C’est cette double signification qui est importante. Le pessimisme qui est, quoiqu’on en dise, une doctrine assez souriante, a véritablement trouvé là son enseigne. C’est le costume d’Alceste, aujourd’hui, et c’est aussi et surtout celui de Philinte. Le monsieur qui a pris son parti de la vie s’en va, sous cette souple- armure, et sait faire figure dans toutes les circonstances, quelles qu’elles soient. Il n’a pas trouvé d’emblème préférable pour indiquer le décès de ses illusions, et c’est encore à lui qu’il a recours, lorsqu’il lui est enjoint d’apporter quelque solennité dans les actes de la puérile existence. Et l’on songerait à supprimer cet auxiliaire indispensable, cette négation de la vaine extériorité, cette suprême parure, ce masque ! Quelle aberration, et quelle fausse nouvelle !
Il y a, d’ailleurs, en dehors de toutes ces raisons, une raison définitive, qui doit suffire à établir la vérité dans un si grave débat ! Jamais les femmes ne consentiront à l’abrogation de l’habit noir. S’il est indispensable à l’homme, il leur est bien plus indispensable encore, à elles. Il est l’accessoire forcé des fêtes où elles figurent, le contraste obligé de leurs toilettes.

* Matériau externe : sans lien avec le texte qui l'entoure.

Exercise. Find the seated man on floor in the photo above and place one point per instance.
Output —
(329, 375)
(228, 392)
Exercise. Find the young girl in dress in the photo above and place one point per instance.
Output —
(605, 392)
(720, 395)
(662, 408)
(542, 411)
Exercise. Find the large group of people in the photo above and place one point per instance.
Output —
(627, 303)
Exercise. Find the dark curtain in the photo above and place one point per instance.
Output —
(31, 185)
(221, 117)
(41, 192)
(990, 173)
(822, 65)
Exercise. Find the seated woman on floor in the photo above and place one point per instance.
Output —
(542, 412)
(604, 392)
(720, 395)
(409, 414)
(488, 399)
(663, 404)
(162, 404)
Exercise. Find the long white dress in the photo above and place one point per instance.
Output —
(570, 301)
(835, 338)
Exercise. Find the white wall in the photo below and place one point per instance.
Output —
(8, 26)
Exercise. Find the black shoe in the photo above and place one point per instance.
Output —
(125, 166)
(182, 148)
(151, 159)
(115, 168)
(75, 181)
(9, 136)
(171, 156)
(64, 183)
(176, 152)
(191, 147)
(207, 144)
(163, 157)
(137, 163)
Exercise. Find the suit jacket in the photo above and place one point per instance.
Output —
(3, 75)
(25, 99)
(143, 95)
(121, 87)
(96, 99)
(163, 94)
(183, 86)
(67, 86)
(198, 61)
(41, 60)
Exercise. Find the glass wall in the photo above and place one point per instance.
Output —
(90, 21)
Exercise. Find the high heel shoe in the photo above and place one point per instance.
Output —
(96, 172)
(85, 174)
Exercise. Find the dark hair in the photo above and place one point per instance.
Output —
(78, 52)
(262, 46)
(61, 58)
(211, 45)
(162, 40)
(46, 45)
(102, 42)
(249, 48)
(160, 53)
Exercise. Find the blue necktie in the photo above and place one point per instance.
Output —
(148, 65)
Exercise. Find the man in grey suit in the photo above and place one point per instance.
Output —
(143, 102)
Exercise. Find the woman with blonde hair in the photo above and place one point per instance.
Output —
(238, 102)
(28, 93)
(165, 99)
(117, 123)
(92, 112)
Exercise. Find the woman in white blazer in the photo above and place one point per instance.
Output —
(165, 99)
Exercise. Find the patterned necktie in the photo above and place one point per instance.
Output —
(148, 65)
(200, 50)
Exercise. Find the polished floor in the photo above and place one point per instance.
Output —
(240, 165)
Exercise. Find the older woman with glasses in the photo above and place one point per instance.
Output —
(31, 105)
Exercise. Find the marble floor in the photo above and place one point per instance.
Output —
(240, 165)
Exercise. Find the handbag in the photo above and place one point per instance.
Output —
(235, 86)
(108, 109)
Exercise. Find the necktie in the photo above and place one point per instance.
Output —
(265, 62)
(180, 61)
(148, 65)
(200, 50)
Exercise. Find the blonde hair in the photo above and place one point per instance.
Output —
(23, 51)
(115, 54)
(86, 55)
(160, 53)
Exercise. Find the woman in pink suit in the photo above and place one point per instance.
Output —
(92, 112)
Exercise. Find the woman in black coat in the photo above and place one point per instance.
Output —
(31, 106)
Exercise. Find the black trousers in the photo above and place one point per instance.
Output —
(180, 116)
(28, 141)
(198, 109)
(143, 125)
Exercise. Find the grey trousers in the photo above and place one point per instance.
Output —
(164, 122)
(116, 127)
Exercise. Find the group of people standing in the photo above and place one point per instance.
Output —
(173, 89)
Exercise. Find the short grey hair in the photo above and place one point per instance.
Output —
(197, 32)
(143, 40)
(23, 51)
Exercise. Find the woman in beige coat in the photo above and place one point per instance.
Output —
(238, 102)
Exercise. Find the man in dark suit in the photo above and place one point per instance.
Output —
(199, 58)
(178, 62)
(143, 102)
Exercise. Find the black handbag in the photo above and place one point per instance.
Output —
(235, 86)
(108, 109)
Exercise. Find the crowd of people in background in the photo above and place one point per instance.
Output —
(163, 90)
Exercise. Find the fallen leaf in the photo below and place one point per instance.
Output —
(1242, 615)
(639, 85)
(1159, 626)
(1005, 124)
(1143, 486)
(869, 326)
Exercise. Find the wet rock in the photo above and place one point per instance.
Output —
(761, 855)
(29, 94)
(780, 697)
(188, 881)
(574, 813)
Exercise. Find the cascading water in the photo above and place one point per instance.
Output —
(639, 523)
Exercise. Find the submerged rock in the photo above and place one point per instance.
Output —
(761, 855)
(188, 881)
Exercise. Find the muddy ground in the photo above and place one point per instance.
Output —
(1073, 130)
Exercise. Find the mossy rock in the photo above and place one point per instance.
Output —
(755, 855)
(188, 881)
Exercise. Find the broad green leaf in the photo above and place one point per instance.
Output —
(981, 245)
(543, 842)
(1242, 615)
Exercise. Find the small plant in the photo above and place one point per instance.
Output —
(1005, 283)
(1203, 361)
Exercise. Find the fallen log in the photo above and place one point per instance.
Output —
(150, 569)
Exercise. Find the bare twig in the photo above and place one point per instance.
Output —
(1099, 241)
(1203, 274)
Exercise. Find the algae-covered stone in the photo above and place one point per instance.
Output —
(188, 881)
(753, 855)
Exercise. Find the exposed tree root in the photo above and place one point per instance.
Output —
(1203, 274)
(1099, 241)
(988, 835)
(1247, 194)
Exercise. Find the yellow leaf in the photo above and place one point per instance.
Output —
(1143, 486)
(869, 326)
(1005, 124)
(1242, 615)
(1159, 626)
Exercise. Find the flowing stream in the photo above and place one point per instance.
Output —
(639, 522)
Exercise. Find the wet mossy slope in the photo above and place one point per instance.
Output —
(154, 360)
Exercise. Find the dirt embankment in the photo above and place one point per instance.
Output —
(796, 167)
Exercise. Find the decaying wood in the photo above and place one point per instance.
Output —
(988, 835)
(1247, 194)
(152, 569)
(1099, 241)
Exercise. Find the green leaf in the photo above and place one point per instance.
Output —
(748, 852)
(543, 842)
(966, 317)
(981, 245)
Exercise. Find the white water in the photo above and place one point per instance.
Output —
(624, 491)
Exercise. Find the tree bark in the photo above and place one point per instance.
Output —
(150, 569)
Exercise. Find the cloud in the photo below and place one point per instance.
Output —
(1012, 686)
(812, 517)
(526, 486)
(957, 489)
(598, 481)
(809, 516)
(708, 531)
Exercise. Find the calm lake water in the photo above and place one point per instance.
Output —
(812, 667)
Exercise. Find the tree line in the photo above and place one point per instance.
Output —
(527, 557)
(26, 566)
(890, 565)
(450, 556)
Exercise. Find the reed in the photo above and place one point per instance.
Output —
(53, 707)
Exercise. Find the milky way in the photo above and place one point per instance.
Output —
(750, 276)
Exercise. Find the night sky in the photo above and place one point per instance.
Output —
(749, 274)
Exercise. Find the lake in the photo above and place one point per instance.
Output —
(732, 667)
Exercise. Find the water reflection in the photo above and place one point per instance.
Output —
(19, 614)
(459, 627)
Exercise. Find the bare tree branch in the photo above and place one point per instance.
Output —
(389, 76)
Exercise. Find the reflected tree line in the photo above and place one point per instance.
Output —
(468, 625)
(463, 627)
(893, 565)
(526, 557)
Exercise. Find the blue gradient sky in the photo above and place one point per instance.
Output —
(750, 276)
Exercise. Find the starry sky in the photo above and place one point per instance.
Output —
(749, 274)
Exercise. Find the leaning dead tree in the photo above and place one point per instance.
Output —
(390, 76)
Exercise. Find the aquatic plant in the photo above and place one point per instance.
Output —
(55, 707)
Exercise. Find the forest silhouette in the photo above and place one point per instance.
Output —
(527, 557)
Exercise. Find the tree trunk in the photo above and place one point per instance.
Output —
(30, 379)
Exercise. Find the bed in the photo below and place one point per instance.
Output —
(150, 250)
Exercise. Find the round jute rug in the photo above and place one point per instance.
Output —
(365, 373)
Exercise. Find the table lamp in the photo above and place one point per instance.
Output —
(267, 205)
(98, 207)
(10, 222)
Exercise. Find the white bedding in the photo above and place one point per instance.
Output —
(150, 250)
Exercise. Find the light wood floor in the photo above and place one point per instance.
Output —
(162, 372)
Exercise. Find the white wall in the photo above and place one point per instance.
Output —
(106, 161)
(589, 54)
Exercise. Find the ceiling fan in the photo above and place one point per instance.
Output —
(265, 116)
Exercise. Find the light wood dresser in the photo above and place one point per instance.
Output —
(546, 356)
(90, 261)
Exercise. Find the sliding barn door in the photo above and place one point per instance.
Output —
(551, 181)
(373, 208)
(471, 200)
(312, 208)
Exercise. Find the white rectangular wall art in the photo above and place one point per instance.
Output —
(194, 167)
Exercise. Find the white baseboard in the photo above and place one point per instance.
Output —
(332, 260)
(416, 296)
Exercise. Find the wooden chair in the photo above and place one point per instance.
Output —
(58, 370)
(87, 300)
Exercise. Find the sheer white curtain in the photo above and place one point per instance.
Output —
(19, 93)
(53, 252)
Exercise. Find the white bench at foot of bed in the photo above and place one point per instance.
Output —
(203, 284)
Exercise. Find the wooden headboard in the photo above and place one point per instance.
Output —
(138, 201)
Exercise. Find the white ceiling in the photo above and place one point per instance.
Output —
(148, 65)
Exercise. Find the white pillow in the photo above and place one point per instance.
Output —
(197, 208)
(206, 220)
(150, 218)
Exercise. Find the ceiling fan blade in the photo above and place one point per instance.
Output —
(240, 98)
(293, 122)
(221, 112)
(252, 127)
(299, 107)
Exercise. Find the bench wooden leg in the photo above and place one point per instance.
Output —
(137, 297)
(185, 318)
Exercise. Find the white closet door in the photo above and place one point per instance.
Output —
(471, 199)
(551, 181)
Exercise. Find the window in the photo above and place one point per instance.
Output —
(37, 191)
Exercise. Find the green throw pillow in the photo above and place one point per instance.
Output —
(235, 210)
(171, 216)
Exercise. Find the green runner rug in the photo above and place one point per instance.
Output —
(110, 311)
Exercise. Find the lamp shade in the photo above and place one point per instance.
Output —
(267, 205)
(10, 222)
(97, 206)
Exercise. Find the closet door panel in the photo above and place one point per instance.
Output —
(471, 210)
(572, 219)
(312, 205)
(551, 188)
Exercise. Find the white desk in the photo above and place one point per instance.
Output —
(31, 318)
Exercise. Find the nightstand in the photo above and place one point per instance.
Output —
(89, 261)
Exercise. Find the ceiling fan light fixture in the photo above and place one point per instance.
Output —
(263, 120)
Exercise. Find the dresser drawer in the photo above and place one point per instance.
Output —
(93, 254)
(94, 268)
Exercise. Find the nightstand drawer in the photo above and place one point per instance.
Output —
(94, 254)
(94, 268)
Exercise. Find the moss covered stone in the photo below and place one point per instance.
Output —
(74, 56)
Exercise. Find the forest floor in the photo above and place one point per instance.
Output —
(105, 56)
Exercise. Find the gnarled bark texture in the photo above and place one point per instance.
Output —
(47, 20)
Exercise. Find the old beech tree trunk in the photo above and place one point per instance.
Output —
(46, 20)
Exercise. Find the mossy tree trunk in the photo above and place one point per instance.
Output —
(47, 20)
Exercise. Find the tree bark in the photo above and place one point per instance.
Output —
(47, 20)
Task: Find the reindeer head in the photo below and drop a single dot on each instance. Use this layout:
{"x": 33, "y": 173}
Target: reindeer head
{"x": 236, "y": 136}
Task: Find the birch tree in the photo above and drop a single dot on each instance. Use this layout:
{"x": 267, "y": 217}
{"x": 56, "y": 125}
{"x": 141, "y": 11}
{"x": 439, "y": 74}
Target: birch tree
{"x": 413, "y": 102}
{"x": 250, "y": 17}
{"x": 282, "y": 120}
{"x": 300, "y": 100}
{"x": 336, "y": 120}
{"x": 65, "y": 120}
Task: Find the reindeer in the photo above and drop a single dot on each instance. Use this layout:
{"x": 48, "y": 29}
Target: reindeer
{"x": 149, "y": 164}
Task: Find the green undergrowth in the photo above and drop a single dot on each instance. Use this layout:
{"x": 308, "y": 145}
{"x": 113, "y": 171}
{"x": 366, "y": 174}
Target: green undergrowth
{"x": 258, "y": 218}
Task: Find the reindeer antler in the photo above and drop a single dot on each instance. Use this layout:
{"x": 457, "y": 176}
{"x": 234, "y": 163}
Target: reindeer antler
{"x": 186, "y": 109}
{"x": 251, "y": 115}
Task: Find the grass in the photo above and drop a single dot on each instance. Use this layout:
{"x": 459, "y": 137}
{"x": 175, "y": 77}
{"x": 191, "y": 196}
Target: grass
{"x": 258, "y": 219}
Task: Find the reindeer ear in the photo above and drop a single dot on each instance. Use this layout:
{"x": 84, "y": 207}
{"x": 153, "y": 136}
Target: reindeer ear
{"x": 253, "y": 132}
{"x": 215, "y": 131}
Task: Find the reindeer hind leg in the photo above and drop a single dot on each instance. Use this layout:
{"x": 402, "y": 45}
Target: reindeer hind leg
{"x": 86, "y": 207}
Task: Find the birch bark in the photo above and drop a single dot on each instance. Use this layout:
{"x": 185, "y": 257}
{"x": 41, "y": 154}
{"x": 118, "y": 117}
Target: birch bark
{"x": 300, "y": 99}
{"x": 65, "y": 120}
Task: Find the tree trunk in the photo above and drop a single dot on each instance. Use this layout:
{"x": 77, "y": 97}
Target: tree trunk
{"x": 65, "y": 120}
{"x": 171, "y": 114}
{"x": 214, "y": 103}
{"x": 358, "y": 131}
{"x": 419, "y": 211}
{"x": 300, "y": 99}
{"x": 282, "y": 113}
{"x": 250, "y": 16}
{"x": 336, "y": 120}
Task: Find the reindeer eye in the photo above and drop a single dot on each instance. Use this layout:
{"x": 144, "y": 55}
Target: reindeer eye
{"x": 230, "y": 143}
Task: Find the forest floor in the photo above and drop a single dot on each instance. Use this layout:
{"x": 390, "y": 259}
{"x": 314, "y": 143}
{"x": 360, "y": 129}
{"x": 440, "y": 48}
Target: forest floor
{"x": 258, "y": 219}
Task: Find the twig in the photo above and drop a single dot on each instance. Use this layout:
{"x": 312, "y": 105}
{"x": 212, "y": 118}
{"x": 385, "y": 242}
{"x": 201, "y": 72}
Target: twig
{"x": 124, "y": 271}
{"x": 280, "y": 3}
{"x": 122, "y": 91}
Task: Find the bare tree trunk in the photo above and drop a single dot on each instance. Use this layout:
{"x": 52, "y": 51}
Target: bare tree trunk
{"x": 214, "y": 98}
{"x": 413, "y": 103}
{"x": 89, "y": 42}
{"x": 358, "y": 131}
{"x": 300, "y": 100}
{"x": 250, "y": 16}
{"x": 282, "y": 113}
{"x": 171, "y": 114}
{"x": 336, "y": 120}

Ces toilettes, elles les ont choisies à leur guise, colorées, éclatantes ; elles peuvent, à leur gré, vouloir les robes éblouissantes, de celles qui font mal aux yeux, qui évoquent le plumage de l’oiseau du paradis, les apothéoses de feu d’artifice, les couchers de soleil qui incendient la mer. L’habit noir est nécessaire à ces manifestations. Il rend plus lumineuses les soirées, plus blanches les épaules et les gorges. Les orgueilleuses qui savent la nécessité de leur beauté garderont ce servant de leur règne, ce complaisant de leur splendeur.